Design a Usage-Based Credit Tracking System for a SaaS Platform
Company: Clay
Role: Software Engineer
Category: System Design
Difficulty: medium
Interview Round: Technical Screen
# Design a Usage-Based Credit Tracking System for a SaaS Platform
You are designing the **credit tracking system** for a B2B SaaS data-enrichment platform (think of a tool where users run "enrichments" — e.g., look up a person's work email, a company's headcount, or a social profile). Every account buys a plan that grants a monthly allotment of **credits**. Each operation a user runs consumes a known number of credits, and the platform must keep each account's balance accurate, deduct credits as work is performed, prevent accounts from spending credits they don't have, and give both users and finance trustworthy usage reporting.
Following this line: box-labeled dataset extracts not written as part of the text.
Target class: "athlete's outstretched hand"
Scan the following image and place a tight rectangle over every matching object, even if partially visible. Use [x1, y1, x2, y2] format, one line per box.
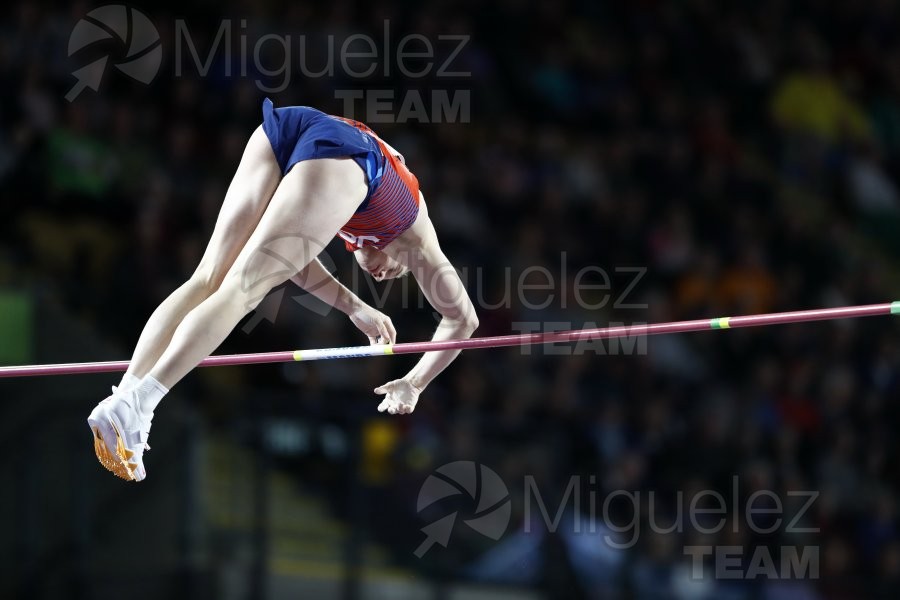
[375, 379, 422, 415]
[348, 304, 397, 345]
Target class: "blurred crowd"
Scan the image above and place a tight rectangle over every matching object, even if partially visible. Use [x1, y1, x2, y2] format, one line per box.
[0, 0, 900, 598]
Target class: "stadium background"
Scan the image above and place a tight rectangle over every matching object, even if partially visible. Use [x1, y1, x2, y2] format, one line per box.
[0, 0, 900, 598]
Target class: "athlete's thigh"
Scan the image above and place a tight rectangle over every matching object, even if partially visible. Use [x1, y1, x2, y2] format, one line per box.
[228, 158, 368, 301]
[198, 126, 281, 286]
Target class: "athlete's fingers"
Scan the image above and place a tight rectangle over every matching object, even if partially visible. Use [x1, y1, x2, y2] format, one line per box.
[384, 317, 397, 344]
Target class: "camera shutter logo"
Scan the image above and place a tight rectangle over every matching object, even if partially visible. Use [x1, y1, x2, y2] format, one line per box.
[414, 460, 512, 558]
[66, 4, 162, 102]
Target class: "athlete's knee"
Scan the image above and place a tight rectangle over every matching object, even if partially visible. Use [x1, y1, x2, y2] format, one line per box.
[188, 262, 227, 298]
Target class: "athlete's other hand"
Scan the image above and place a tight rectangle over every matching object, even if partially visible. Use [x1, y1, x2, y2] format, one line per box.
[375, 379, 422, 415]
[348, 304, 397, 345]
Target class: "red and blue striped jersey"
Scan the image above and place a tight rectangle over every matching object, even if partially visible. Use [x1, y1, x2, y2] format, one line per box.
[337, 117, 419, 252]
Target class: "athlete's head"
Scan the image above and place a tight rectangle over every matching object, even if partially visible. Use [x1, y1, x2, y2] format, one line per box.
[353, 246, 409, 281]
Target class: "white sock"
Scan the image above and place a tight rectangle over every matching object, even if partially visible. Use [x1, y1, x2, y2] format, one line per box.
[137, 375, 169, 414]
[117, 373, 141, 392]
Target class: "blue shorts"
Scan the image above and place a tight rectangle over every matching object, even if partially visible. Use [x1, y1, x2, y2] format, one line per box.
[262, 98, 385, 202]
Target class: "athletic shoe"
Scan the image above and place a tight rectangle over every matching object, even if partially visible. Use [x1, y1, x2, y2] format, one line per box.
[88, 388, 153, 481]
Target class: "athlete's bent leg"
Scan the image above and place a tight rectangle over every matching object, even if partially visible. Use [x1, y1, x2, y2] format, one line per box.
[123, 127, 281, 383]
[88, 159, 368, 481]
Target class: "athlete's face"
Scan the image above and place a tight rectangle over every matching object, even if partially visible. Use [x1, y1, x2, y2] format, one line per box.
[353, 247, 408, 281]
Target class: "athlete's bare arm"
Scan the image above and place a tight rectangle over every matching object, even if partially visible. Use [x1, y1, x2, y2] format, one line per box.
[375, 199, 478, 414]
[291, 258, 397, 344]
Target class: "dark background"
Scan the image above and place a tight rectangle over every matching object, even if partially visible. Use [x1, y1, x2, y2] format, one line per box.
[0, 0, 900, 598]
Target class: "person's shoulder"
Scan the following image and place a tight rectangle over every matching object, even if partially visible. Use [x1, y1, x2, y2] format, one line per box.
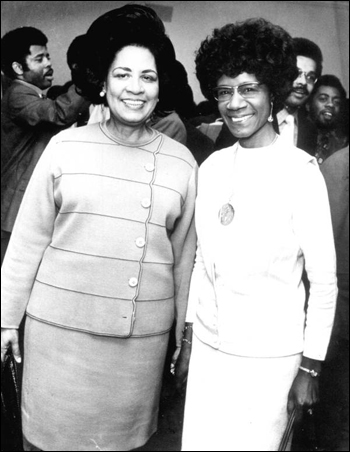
[1, 80, 40, 102]
[276, 136, 318, 166]
[157, 131, 197, 166]
[321, 146, 349, 178]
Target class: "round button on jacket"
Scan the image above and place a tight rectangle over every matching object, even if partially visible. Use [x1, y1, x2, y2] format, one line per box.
[129, 278, 138, 287]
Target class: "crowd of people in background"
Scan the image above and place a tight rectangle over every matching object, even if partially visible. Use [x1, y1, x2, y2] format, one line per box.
[1, 4, 349, 451]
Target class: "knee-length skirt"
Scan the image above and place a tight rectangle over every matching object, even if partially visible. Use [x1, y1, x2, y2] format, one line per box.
[22, 317, 169, 451]
[182, 335, 301, 451]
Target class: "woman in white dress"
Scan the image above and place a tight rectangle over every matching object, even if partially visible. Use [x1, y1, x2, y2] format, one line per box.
[176, 19, 337, 451]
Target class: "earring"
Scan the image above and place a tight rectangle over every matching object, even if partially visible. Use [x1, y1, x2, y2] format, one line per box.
[267, 102, 273, 122]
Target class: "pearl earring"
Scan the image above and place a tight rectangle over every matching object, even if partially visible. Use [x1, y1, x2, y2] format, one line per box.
[267, 102, 273, 122]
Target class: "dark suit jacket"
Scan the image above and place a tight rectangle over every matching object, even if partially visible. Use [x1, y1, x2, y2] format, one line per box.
[1, 80, 89, 232]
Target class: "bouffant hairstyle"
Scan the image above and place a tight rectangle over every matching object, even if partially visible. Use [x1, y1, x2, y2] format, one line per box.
[74, 5, 175, 109]
[196, 19, 298, 112]
[310, 74, 346, 100]
[1, 27, 47, 79]
[293, 38, 323, 78]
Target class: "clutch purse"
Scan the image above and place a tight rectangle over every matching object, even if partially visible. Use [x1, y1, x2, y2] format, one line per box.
[278, 408, 296, 451]
[1, 351, 23, 451]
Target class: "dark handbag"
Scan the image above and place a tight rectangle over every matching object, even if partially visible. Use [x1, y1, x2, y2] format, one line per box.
[278, 408, 296, 451]
[1, 350, 23, 451]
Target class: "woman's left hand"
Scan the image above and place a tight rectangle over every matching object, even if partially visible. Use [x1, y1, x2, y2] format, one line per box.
[287, 370, 319, 414]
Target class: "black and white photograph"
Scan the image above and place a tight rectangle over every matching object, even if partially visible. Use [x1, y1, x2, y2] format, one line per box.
[1, 1, 349, 452]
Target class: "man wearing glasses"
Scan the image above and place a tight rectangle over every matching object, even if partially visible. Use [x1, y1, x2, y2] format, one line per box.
[277, 38, 323, 155]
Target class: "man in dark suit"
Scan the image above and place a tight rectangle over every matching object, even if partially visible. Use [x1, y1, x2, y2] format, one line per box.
[1, 27, 88, 262]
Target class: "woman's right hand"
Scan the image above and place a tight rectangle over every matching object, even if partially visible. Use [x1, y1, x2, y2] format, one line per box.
[1, 328, 22, 363]
[175, 342, 192, 395]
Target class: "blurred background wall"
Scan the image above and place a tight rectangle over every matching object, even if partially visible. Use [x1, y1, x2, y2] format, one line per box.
[1, 0, 349, 103]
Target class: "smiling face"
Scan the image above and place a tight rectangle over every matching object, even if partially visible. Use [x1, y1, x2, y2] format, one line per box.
[286, 56, 317, 110]
[308, 85, 342, 129]
[217, 72, 275, 148]
[106, 46, 159, 128]
[19, 45, 53, 90]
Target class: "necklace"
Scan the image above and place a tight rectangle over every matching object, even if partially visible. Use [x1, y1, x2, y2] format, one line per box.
[219, 133, 279, 226]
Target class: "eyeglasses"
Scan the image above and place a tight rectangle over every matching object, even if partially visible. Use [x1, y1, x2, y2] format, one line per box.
[213, 82, 261, 102]
[298, 69, 317, 85]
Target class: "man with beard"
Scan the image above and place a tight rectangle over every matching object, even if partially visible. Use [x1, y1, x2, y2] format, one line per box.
[277, 38, 323, 155]
[1, 27, 88, 262]
[306, 75, 349, 165]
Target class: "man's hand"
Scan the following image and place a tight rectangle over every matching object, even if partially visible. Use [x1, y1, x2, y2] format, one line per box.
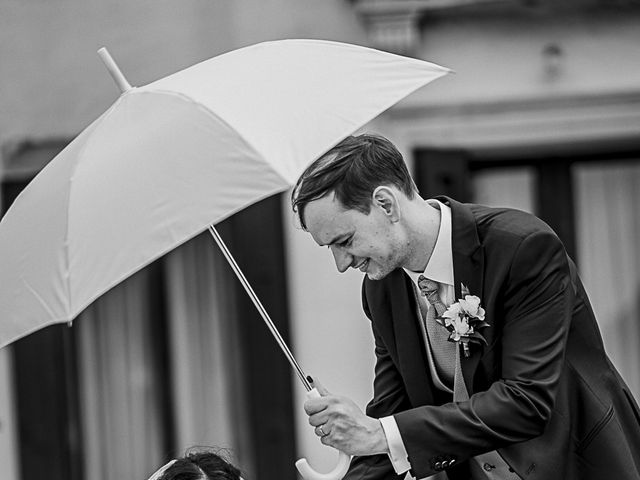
[304, 382, 389, 455]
Design the end-to-end system that maintains each account's credit balance, authorizes and records credit consumption for every operation, and supports the surrounding lifecycle: monthly plan refreshes, rollover, overage, and billing reconciliation.
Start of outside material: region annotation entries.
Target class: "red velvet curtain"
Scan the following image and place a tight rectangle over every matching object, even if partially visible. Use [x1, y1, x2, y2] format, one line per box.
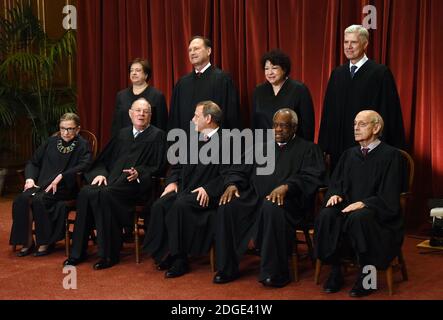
[77, 0, 443, 230]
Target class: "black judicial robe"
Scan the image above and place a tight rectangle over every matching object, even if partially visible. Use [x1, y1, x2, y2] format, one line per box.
[143, 130, 227, 262]
[318, 60, 405, 169]
[10, 136, 92, 245]
[71, 125, 166, 261]
[111, 86, 168, 136]
[316, 142, 407, 269]
[168, 65, 241, 131]
[252, 79, 315, 141]
[86, 125, 166, 194]
[215, 136, 325, 279]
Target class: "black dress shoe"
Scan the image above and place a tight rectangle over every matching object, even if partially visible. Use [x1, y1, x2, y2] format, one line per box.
[156, 255, 174, 271]
[34, 243, 55, 257]
[323, 271, 344, 293]
[17, 241, 35, 257]
[349, 274, 376, 298]
[93, 258, 118, 270]
[212, 271, 239, 284]
[165, 259, 189, 278]
[63, 254, 88, 266]
[261, 275, 291, 288]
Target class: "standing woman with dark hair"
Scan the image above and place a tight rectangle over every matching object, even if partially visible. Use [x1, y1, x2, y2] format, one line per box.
[9, 113, 92, 257]
[251, 49, 315, 141]
[111, 58, 168, 136]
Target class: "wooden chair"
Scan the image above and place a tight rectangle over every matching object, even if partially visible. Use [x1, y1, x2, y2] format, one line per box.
[314, 149, 415, 296]
[291, 153, 331, 282]
[291, 187, 328, 282]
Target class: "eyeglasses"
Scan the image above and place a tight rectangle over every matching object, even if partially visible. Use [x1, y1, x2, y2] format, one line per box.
[272, 122, 292, 129]
[131, 109, 151, 114]
[354, 121, 375, 128]
[60, 127, 77, 133]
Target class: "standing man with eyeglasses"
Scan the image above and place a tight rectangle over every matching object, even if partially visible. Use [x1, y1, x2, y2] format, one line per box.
[318, 25, 405, 170]
[64, 98, 166, 270]
[315, 110, 405, 297]
[168, 36, 241, 132]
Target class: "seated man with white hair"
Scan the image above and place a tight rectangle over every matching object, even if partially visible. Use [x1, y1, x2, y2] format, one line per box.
[315, 110, 405, 297]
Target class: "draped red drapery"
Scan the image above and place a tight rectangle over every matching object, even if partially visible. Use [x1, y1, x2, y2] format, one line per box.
[77, 0, 443, 230]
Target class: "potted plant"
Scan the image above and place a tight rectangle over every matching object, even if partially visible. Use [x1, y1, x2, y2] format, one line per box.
[0, 5, 76, 146]
[0, 4, 77, 195]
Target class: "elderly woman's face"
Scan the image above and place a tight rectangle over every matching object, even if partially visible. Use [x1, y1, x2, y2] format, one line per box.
[265, 60, 286, 86]
[129, 63, 146, 84]
[59, 120, 80, 142]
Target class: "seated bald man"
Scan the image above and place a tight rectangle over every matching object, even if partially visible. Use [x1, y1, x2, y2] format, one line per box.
[64, 98, 166, 270]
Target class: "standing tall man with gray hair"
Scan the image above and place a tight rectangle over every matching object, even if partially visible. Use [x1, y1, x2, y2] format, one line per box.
[318, 25, 405, 168]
### Constraints & Assumptions
State your own; these are the numbers this write-up assumes.
- ~100k active accounts. Target ~50M credit-consuming operations/day, peak ~5k ops/sec, **bursty** — a single batch enrichment job may submit tens of thousands of rows at once.
- An operation consumes a small integer number of credits (typically 1–50). The cost is usually known before execution, but some third-party-metered operations are only fully known **after** the call.
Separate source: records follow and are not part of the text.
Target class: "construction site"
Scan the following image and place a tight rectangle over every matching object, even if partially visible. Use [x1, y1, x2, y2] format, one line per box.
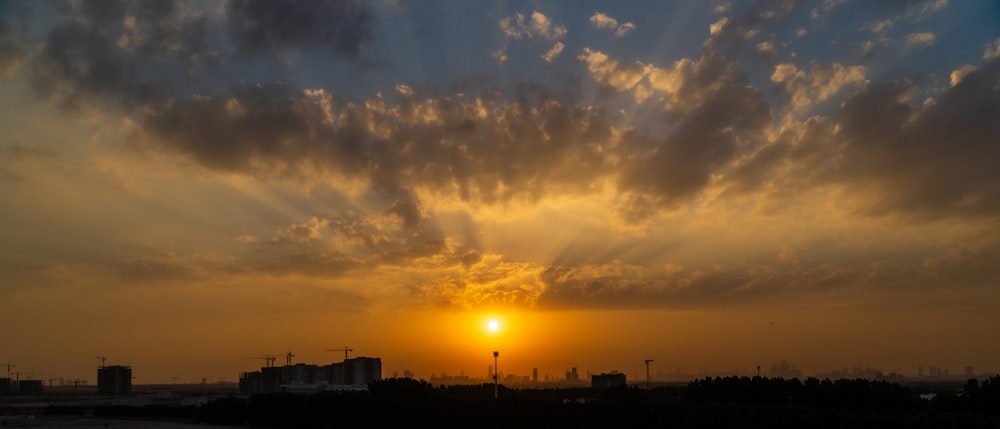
[239, 347, 382, 395]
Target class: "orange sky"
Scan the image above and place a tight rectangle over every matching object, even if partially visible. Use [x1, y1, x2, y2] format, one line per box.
[0, 0, 1000, 383]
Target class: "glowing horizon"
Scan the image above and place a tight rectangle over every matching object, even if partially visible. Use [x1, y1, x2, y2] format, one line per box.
[0, 0, 1000, 383]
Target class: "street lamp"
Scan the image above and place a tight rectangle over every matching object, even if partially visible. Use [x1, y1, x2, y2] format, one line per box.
[493, 350, 500, 400]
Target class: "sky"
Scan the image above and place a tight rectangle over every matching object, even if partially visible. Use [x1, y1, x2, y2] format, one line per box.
[0, 0, 1000, 384]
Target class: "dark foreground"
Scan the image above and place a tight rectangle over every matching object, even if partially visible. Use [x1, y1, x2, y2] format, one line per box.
[5, 377, 1000, 428]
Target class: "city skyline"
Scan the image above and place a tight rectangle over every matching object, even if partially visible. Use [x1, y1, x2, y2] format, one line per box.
[0, 0, 1000, 384]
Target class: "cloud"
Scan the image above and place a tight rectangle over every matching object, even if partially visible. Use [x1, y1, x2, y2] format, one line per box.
[903, 32, 937, 50]
[951, 64, 976, 86]
[771, 63, 867, 110]
[271, 217, 330, 244]
[0, 21, 27, 83]
[493, 11, 566, 64]
[590, 12, 635, 37]
[408, 254, 544, 310]
[905, 0, 948, 19]
[836, 61, 1000, 218]
[983, 38, 1000, 60]
[226, 0, 375, 57]
[862, 19, 893, 33]
[542, 42, 566, 63]
[497, 11, 566, 40]
[29, 1, 221, 109]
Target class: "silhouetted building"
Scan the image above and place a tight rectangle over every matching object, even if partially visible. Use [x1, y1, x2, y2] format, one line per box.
[767, 359, 802, 379]
[17, 380, 42, 395]
[97, 365, 132, 396]
[239, 357, 384, 395]
[240, 371, 263, 395]
[590, 371, 628, 389]
[566, 366, 580, 381]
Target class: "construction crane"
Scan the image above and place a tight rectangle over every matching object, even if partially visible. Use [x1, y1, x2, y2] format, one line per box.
[240, 355, 278, 368]
[646, 359, 653, 389]
[323, 346, 354, 362]
[17, 371, 41, 380]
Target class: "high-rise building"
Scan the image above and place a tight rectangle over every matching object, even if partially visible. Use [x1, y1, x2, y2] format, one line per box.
[97, 365, 132, 396]
[590, 371, 627, 389]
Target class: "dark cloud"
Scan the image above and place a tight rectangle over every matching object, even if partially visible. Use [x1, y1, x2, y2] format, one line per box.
[116, 259, 196, 284]
[835, 61, 1000, 218]
[621, 56, 771, 212]
[31, 22, 135, 104]
[142, 85, 611, 206]
[0, 21, 27, 82]
[228, 0, 375, 56]
[251, 247, 368, 278]
[143, 85, 340, 175]
[537, 250, 964, 308]
[30, 0, 220, 108]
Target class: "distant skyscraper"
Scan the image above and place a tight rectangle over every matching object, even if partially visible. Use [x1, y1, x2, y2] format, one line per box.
[590, 372, 627, 389]
[97, 365, 132, 396]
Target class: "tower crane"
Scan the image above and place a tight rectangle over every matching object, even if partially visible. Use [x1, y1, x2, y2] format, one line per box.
[241, 355, 278, 368]
[17, 371, 41, 381]
[323, 346, 354, 362]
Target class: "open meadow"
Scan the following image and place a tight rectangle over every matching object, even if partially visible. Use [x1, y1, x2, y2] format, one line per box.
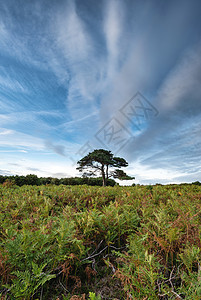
[0, 184, 201, 300]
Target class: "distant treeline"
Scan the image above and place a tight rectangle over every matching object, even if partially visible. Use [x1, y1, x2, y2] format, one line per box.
[0, 174, 117, 186]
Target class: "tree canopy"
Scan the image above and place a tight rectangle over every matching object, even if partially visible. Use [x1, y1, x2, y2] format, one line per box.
[77, 149, 135, 186]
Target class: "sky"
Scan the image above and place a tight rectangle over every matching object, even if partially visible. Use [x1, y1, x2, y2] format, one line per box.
[0, 0, 201, 184]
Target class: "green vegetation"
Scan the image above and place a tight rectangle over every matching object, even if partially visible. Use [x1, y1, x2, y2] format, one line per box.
[0, 174, 116, 186]
[77, 149, 135, 186]
[0, 184, 201, 300]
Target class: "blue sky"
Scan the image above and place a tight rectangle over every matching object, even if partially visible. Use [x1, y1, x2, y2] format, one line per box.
[0, 0, 201, 184]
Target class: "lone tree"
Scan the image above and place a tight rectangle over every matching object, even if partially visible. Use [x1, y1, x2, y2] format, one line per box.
[77, 149, 135, 186]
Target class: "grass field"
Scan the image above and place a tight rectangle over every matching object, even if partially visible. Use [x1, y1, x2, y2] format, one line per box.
[0, 184, 201, 300]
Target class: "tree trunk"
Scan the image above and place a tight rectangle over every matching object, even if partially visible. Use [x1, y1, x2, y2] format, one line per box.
[101, 165, 106, 186]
- Plans grant a monthly credit allotment (roughly 10k–1M credits) that refreshes on each account's **billing anniversary**. Some plans allow rollover up to a cap; some allow paid overage (pay-as-you-go), others hard-block at zero.
- Credits are money-equivalent: **never** let an account go materially negative, and **never** double-charge — operations can be retried at any layer.
- The pre-operation balance check must be fast (single-digit milliseconds) so it does not throttle enrichment throughput.
- Usage history must be queryable for user dashboards and monthly invoices, and retained for years for audit/disputes.
### Clarifying Questions to Ask
- Is a credit cost always known **before** the operation runs, or only measurable **after** (e.g., metered by rows returned or third-party cost)? That decides whether we charge once or authorize-then-capture.
- How strict is no-overspend: must overspend be **impossible**, or is small, bounded overspend acceptable if we reconcile afterward? This drives the whole consistency/latency trade-off.
- How are credits granted — a single monthly allotment, or multiple **buckets** (plan credits + purchased top-ups + promo credits) with their own priority and expiry?
- When an account hits zero, do we **hard-block** or allow **paid overage**?
- What are the latency/throughput SLOs for the authorization check, and how large/bursty are batch jobs?
- Do **refunds/reversals** happen (failed enrichment, provider returned no data, user dispute)?
### Part 1 — Credit model and the deduction path
Design the data model and the **synchronous path** that authorizes and records a single credit-consuming operation. Define how an account's balance is represented, how you **atomically** check-and-deduct credits when an operation runs, and how you guarantee a retried or duplicated operation is charged **at most once**.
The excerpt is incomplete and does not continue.